Au moins 15 conseillers de réforme ont été suspendus, expulsés ou arrêtés depuis mai
Le chef adjoint de la réforme Richard Tice insiste sur le fait qu'il n'y a «pas de chaos» au conseil du comté de Durham ou à d'autres conseils réformés, malgré les suspensions et les démissions des conseillers.
Dans une interview avec la BBC, Tice a rejeté l'idée que la réforme avait provoqué le chaos dans le comté de Durham. Ceci malgré deux conseillers ayant démissionné peu de temps après les élections locales et une autre ayant récemment été suspendue.
Le conseiller de réforme Andrew Kilburn a dû déménager le 12 mai, car il n'a pas déclaré qu'il était un employé du conseil, ce qui est une enfrection des règles. En juin, le conseiller John Bailey a démissionné, citant un grave problème de santé.
Plus récemment, la réforme a suspendu le conseiller Paul Bean après qu'une enquête a révélé qu'il travaillait pour le ministère de l'Intérieur et partageait des publications sur les réseaux sociaux affirmant que les demandeurs d'asile abusent du système.
Le Code de la fonction publique oblige les fonctionnaires à maintenir l'impartialité politique. Bean a depuis été suspendu à son travail au ministère de l'Intérieur pendant une enquête.
Malgré tout cela, Tice a déclaré: « Il n'y a pas de chaos, il y a du succès.

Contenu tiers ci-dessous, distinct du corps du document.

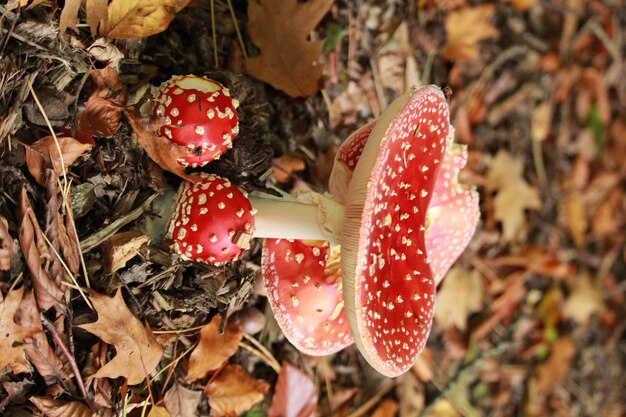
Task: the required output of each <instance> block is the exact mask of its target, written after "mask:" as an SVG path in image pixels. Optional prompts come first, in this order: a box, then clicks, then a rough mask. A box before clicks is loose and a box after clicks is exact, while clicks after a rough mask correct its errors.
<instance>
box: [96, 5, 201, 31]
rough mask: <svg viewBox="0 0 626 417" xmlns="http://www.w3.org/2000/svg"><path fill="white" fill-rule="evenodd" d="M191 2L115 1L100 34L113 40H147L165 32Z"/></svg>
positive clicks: (109, 11)
mask: <svg viewBox="0 0 626 417" xmlns="http://www.w3.org/2000/svg"><path fill="white" fill-rule="evenodd" d="M190 2H191V0H113V1H111V3H110V4H109V13H108V21H107V22H106V24H105V25H104V27H101V30H100V34H101V35H104V36H107V37H108V38H110V39H131V38H145V37H148V36H151V35H154V34H157V33H159V32H163V31H164V30H165V29H167V27H168V26H169V24H170V22H171V21H172V19H174V16H175V15H176V13H178V12H180V11H181V10H182V9H184V8H185V7H187V5H188V4H189V3H190Z"/></svg>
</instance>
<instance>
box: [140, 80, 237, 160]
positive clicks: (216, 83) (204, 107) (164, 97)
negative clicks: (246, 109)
mask: <svg viewBox="0 0 626 417" xmlns="http://www.w3.org/2000/svg"><path fill="white" fill-rule="evenodd" d="M238 106H239V102H238V101H237V100H236V99H233V98H231V97H230V93H229V91H228V89H227V88H226V87H224V86H223V85H221V84H220V83H218V82H215V81H213V80H210V79H208V78H204V77H198V76H195V75H185V76H174V77H172V78H171V79H170V80H168V81H166V82H164V83H163V84H161V86H160V87H159V93H158V96H157V98H156V102H155V105H154V107H153V109H152V112H153V115H155V116H157V117H161V118H163V120H164V124H163V125H162V126H161V127H160V128H159V130H158V133H159V134H160V135H161V136H164V137H166V138H168V139H170V140H171V141H172V142H173V143H175V144H176V145H178V146H182V147H185V148H186V149H187V151H188V155H187V156H184V157H182V158H180V159H179V160H178V163H180V164H181V165H182V166H185V167H186V166H191V167H197V166H204V165H206V164H207V163H209V162H211V161H213V160H214V159H216V158H218V157H219V156H220V155H221V154H222V153H224V152H225V151H226V150H227V149H228V148H230V147H231V146H232V141H233V138H234V137H235V136H236V135H237V133H239V125H238V119H237V111H236V108H237V107H238Z"/></svg>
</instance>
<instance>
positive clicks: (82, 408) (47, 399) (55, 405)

Nous économisons de l'argent, identifiant les déchets et les électeurs comme ça. »
Il a ajouté: « Je suis allé à Sunderland récemment, nous avons également notre président David Bull, nous obtenons un soutien massif et je pense que les gens voudront en quelque sorte bénéficier du grand succès que nous obtenons dans le comté de Durham, supprimant les déchets ».
En juin, la réforme a annoncé que son ministère de l'efficacité des gouvernements locaux de style Donald Trump auditerait le conseil du comté de Durham.
Pendant ce temps, le chef du Conseil Andrew Huswer a récemment plaidé au gouvernement pour plus de financement, car le conseil du comté de Durham fait face à un déficit de 20 millions de livres sterling l'année prochaine.
Le mari, qui est directeur de l'entreprise, a vu trois de ses entreprises échouer depuis les élections de mai, laissant des dettes d'environ 1,7 million de livres sterling.